Accordingly, it is an object of the present invention to provide a
process whereby numerous parameters in a complex process may be
continuously monitored and compared with other process parameters
to determine whether or not an alarm signal is an actual failure or
a false alarm, and whether or not the critical process parameters
are operating in an acceptable condition. Furthermore, the process
of the present invention is generally applicable to any system or
process regardless of the number of parameters involved and
regardless of the manner in which they are expressed.
SUMMARY OF THE INVENTION
The present invention provides a method of indicating when a
process, or an individual parameter in the process, is indicated to
be operating within an expected range. A number of "learned
observations" are made to establish a range of expected operation
for a number or parameters which may effect the proper functioning
of a particular process. Each of the parameters which is the
subject of measurements to establish the learned observation data
base is presumed to be correlated with one or more of the other
variables so that when the process is operating correctly, it can
be assumed that the particular variable should be within expected
ranges. Therefore, when a current observation of a particular
parameter indicates the parameter to be outside the predicted
range, it is presumed to be an erroneous measurement caused by,
e.g. faulty instrumentation.
A number of parameters are selected which are deemed to represent
those parameters having an effect on the proper functioning of the
process. When the process is running in an acceptable state, a
number of "learned observations, are recorded arranged in an array
and repeated a number of times. A pattern overlap for all pairs of
such learned observations is created. Periodically thereafter, at
intervals ranging from fractions of seconds to many hours, as
appropriate for the system involved, "current observations" are
acquired in the same manner as the learned observations. In each
case, the observation period may be extremely short (for instance,
0.1 second) or relatively long (a number of minutes). A pattern
overlap between the current observations and learned observations
is then created.
By combining the pattern overlap of the learned observations with
the pattern overlap of the current observation, a combination of
learned observations may be created. When the current observation
is compared to the combination, the validity of the current
observation may be determined; that is, whether or not the current
observation and its individual elements lie within the predicted
ranges of the combination of learned observations.

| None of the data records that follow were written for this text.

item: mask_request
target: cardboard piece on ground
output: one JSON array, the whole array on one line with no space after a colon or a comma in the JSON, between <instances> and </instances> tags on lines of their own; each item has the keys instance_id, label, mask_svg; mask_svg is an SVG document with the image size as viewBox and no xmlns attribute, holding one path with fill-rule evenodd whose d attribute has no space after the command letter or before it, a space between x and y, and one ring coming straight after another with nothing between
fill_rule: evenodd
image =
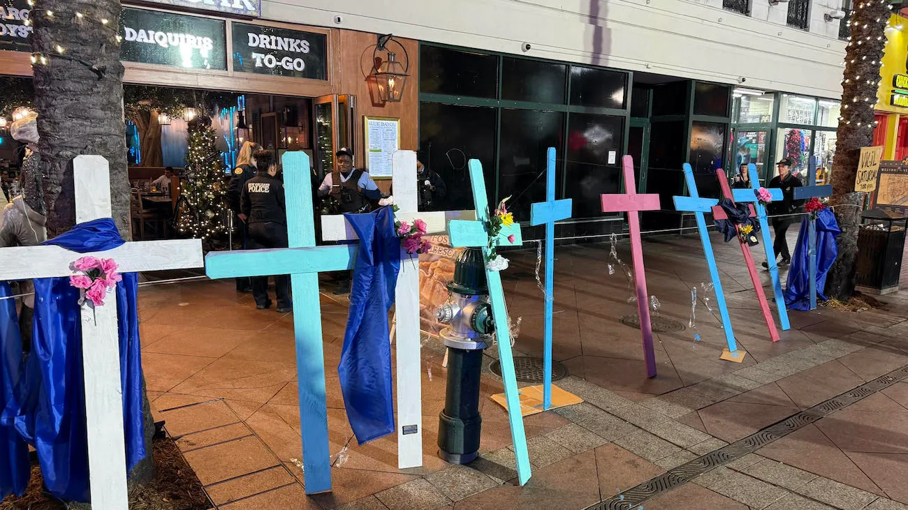
<instances>
[{"instance_id":1,"label":"cardboard piece on ground","mask_svg":"<svg viewBox=\"0 0 908 510\"><path fill-rule=\"evenodd\" d=\"M507 402L505 401L505 394L498 393L498 395L492 395L489 397L498 405L501 406L505 409L508 409ZM543 398L543 385L538 386L528 386L527 387L520 388L520 413L528 417L530 415L535 415L537 413L542 412L542 398ZM554 409L555 407L563 407L565 406L571 406L574 404L579 404L583 402L583 398L580 398L573 393L568 393L556 385L552 385L552 405L548 407L549 409Z\"/></svg>"},{"instance_id":2,"label":"cardboard piece on ground","mask_svg":"<svg viewBox=\"0 0 908 510\"><path fill-rule=\"evenodd\" d=\"M725 361L734 361L735 363L741 363L744 361L744 357L747 356L747 352L743 349L737 349L735 351L728 350L728 348L722 349L722 356L719 359L725 359Z\"/></svg>"}]
</instances>

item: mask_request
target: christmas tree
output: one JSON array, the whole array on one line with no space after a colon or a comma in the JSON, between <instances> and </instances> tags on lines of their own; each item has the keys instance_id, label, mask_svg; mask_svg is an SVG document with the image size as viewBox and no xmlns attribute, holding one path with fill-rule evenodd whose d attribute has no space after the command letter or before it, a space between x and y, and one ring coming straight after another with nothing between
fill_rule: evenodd
<instances>
[{"instance_id":1,"label":"christmas tree","mask_svg":"<svg viewBox=\"0 0 908 510\"><path fill-rule=\"evenodd\" d=\"M224 166L216 137L207 116L199 115L189 123L186 180L181 183L186 206L177 211L180 232L202 239L206 245L213 236L227 231L223 221L226 190L222 181Z\"/></svg>"}]
</instances>

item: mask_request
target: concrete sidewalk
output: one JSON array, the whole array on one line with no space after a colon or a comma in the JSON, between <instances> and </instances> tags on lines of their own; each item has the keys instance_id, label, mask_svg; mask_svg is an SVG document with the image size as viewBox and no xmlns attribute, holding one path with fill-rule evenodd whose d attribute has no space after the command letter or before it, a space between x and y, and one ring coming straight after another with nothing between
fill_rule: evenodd
<instances>
[{"instance_id":1,"label":"concrete sidewalk","mask_svg":"<svg viewBox=\"0 0 908 510\"><path fill-rule=\"evenodd\" d=\"M716 238L735 338L747 352L741 364L723 361L715 298L714 313L698 302L691 327L691 288L702 298L701 282L709 281L698 238L648 239L647 286L661 303L656 319L683 329L656 335L659 375L646 379L640 332L620 321L637 313L628 302L632 287L609 248L556 251L554 353L570 372L556 384L586 402L526 418L534 466L526 486L516 485L507 415L489 399L501 391L490 372L480 401L482 456L463 466L436 456L446 371L443 349L433 342L423 349L424 466L397 469L394 436L362 446L350 441L337 377L346 303L330 292L321 309L332 493L306 496L302 485L292 318L254 309L232 281L143 289L153 407L214 504L231 510L586 508L599 502L637 508L637 500L647 509L908 508L902 483L908 383L891 376L849 397L908 366L908 294L883 297L884 309L860 313L791 312L792 329L772 343L739 249ZM630 263L627 241L617 253ZM508 256L508 309L522 318L515 350L540 356L536 250ZM768 273L761 274L767 285ZM495 352L487 354L492 361ZM817 411L818 404L833 410ZM785 419L784 434L761 431ZM679 477L678 469L690 475Z\"/></svg>"}]
</instances>

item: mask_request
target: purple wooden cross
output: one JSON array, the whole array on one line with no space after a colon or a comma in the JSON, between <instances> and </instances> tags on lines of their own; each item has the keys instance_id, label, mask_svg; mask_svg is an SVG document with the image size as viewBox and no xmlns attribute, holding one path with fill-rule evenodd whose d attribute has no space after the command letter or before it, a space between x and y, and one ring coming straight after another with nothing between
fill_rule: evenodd
<instances>
[{"instance_id":1,"label":"purple wooden cross","mask_svg":"<svg viewBox=\"0 0 908 510\"><path fill-rule=\"evenodd\" d=\"M641 211L658 211L659 195L637 194L634 179L634 160L621 159L624 166L625 194L602 195L603 212L627 212L630 230L630 250L634 260L634 279L637 280L637 309L640 313L640 334L643 337L643 357L646 362L646 377L656 377L656 352L653 349L653 327L649 320L649 297L646 293L646 274L643 268L643 245L640 240Z\"/></svg>"}]
</instances>

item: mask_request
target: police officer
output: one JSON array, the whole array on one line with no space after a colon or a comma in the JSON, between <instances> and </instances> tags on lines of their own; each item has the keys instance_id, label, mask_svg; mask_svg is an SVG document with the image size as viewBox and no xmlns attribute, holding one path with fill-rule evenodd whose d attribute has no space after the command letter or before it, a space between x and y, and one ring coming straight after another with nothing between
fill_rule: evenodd
<instances>
[{"instance_id":1,"label":"police officer","mask_svg":"<svg viewBox=\"0 0 908 510\"><path fill-rule=\"evenodd\" d=\"M365 170L353 170L353 152L346 147L341 147L334 153L338 170L340 177L340 201L337 204L339 211L334 213L342 212L363 212L368 209L369 201L377 201L381 198L381 191L370 177ZM327 196L334 186L334 179L331 174L325 175L325 179L319 186L319 196ZM350 271L340 271L340 281L334 294L349 294L350 286Z\"/></svg>"},{"instance_id":2,"label":"police officer","mask_svg":"<svg viewBox=\"0 0 908 510\"><path fill-rule=\"evenodd\" d=\"M240 208L249 224L250 248L287 248L287 208L284 202L283 182L277 178L277 163L271 151L254 154L258 172L246 181L240 197ZM255 308L271 306L268 297L268 277L254 277L252 297ZM278 298L278 312L293 309L290 297L290 275L274 277L274 290Z\"/></svg>"},{"instance_id":3,"label":"police officer","mask_svg":"<svg viewBox=\"0 0 908 510\"><path fill-rule=\"evenodd\" d=\"M255 177L255 158L252 154L260 149L258 143L245 142L240 153L236 157L236 168L231 174L230 183L227 185L227 203L230 210L233 211L234 221L239 220L237 224L242 230L242 249L249 245L249 224L246 222L246 215L240 209L240 195L246 186L246 181ZM236 289L238 292L252 292L252 287L249 277L237 278Z\"/></svg>"}]
</instances>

The result is
then indicated in any one of a number of methods, such as
numerically (when compared to the expected ranges), graphically,
activation of a warning signal (such as a flashing light or
buzzer), etc.
It is expected that the process of the present invention may find
particular applicability, but by no means be limited to, signal
validation processes. For instance, when a number of critical
parameters have been identified, and their expected operating
ranges preset, an indication by monitoring devices outside such
preset range may trigger an action such as shutting down the
process. In the event that the allegedly out-of-range parameter is
not in fact out of range, but rather the instrument measuring the
parameter is faulty, the process of the present invention can
"ignore" the invalid signal and continue operating the process
normally.
BRIEF DESCRIPTION OF THE DRAWINGS
FIG. 1 is a schematic diagram of the process of the present
invention;
FIG. 2 is a schematic flow chart illustrating the process of the
present invention;
FIG. 3 is a graph illustrating the results of the process of the
present invention on a first variable (coolant temperature);
and
FIG. 4 is a graph illustrating the results of the process of the
present invention on a second variable (coolant flow).
DETAILED DESCRIPTION OF THE INVENTION
Industrial plant process computers collect and compile large
amounts of data from plant or process instrumentation. Such data is
used to monitor the state of the plant or process to identify and
correct problems as they occur. Application of performance and
condition monitoring is somewhat limited because access to
collected data is limited and no process has heretofore existed
which permits a generalized intelligent data analysis. Intelligence
in a trending program is desirable so that process signals which
are a warning of impending failure or upset can be differentiated
from erroneous signals which apparently indicate
out-of-specification parameters. Conventional trending analysis
identifies where a signal is at the moment of display and where the
signal formerly was, but does not indicate where the particular
parameter should be. Deviation from historical trends is
interpreted to indicate that a process is operating
out-of-specification, when in fact the dynamic state of the process
may have changed and the specific parameter has changed to meet the
new process conditions. Therefore, an improper "false alarm"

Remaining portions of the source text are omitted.